4. Quark Pharmaceuticals

Total capital raised: $61.4 million

Quark Pharmaceuticals hasn’t announced a financing round since 2010, when it completed a $10 million private financing by existing investors, namely funds of SBI Holdings Group in Japan. Yet, Quark has kept busy developing novel siRNA therapeutics for unmet medical needs. At the American Society of Nephrology (ASN) 2018 Kidney Week Meeting, held October 23–28 in San Diego, Quark presented positive data from a one-year mortality follow-up of a Phase II trial (NCT02610283) assessing its teprasiran (previously QPI-1002), an siRNA targeting the p53 gene, in subjects at high risk for acute kidney injury following cardiac surgery. Also in Quark’s pipeline is QPI-1007, a siRNA candidate targeting the gene Caspase 2 and being developed to treat non-arteritic ischemic optic neuropathy (NAION). Crunchbase tallies $61.4 million in total capital raised by Quark, which at deadline hadn’t responded to GEN queries seeking to verify that figure.

3. Gradalis

Total capital raised: $89 million

Gradalis has been on an expansion track this year, closing on a $55 million Series C financing and upgrading its current Good Manufacturing Practice (cGMP) manufacturing facility in Carrollton, TX, to support the launch of a Phase III registration trial of its immunotherapy platform Vigil™ plus chemotherapy drugs Irinotecan and Temozolomide in Ewing’s sarcoma (NCT03495921). Ewing’s sarcoma is one of several advanced cancer indications for which Vigil is being developed; the platform is also in combination studies with checkpoint inhibitors targeting advanced gynecological and other women’s cancers. Gradalis raised $10 million in a Series B round in 2013, and $10 million in a Series A round six years earlier.

2. CureVac

Total capital raised: About €450 million (about $511 million)

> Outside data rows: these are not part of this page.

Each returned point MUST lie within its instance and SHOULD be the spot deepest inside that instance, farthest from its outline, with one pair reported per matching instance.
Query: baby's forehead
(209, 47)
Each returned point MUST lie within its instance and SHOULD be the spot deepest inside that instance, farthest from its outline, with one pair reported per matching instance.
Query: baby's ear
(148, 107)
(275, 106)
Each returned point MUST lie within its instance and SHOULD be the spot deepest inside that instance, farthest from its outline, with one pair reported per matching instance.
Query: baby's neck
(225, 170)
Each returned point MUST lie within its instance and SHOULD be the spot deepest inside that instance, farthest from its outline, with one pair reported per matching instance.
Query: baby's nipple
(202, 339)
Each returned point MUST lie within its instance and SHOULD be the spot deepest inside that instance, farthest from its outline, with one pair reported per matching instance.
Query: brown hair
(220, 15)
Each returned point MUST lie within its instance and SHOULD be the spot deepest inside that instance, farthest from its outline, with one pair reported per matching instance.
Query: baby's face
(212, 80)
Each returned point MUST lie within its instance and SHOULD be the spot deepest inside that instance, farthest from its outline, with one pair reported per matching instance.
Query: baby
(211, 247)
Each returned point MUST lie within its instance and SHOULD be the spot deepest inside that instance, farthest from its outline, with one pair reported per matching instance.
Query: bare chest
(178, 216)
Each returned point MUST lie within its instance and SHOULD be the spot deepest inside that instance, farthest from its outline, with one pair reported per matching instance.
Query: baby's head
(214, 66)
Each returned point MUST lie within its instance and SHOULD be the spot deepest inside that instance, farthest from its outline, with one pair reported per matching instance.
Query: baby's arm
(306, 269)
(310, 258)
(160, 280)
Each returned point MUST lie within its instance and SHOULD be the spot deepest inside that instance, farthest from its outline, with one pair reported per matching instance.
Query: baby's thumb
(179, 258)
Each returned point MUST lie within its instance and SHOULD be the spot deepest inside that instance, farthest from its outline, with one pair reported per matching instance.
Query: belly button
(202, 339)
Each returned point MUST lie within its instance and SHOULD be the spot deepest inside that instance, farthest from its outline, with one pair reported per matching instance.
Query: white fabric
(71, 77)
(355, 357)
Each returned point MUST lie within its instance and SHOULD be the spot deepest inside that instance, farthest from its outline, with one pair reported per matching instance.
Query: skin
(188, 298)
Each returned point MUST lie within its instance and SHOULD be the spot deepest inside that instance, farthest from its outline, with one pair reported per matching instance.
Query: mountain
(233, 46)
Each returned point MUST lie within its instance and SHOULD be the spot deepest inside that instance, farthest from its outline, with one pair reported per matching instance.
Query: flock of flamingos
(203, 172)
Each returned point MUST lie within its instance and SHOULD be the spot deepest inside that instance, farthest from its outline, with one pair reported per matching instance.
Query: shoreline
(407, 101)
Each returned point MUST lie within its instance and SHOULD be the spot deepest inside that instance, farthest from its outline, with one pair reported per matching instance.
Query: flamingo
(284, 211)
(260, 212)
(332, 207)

CureVac delivered promising news in November at the 2018 Society of Immunotherapy of Cancer (SITC) Annual Meeting: One patient treated with its RNA-based solid tumor candidate CV8102 saw complete regression of injected and non-injected lesions while four patients achieved stable disease in a Phase I trial (NCT03291002). A TLR-/RIG-I agonist, CV8102 is one of four clinical-phase candidates for CureVac, which has collaborations with the Bill & Melinda Gates Foundation, Boehringer Ingelheim, CRISPR Therapeutics, Arcturus Therapeutics, Acuitas, and Eli Lilly—with which CureVac is partnering to develop up to five cancer vaccines under a potentially $1.795 billion-plus collaboration. In May, CureVac said it will expand its financial and scientific presence in Boston while retaining its global HQ and manufacturing in Tübingen, Germany.

1. BioNTech

Total capital raised: More than $1 billion

BioNTech raised a hefty $270 million Series A financing in December 2017 led by the Redmile Group, and intended to advance its clinical immunotherapy pipeline, led by its mRNA-based Individualized Vaccines Against Cancer (IVAC®) Mutanome and FixVAC® cancer vaccines. The Series A came about 10 years after the company attracted $180 million in seed funding in December 2008. BioNTech turned heads again in August by scooping up $120 million upfront, equity and near-term research payments from Pfizer under a collaboration to develop mRNA-based vaccines for prevention of influenza. The collaboration could also generate $305 million for BioNTech in milestone payments from Pfizer, which joined several other biopharma giants in partnering with BioNTech, including Genentech, a member of the Roche Group, Eli Lilly, Sanofi, Genmab, and Bayer Animal Health.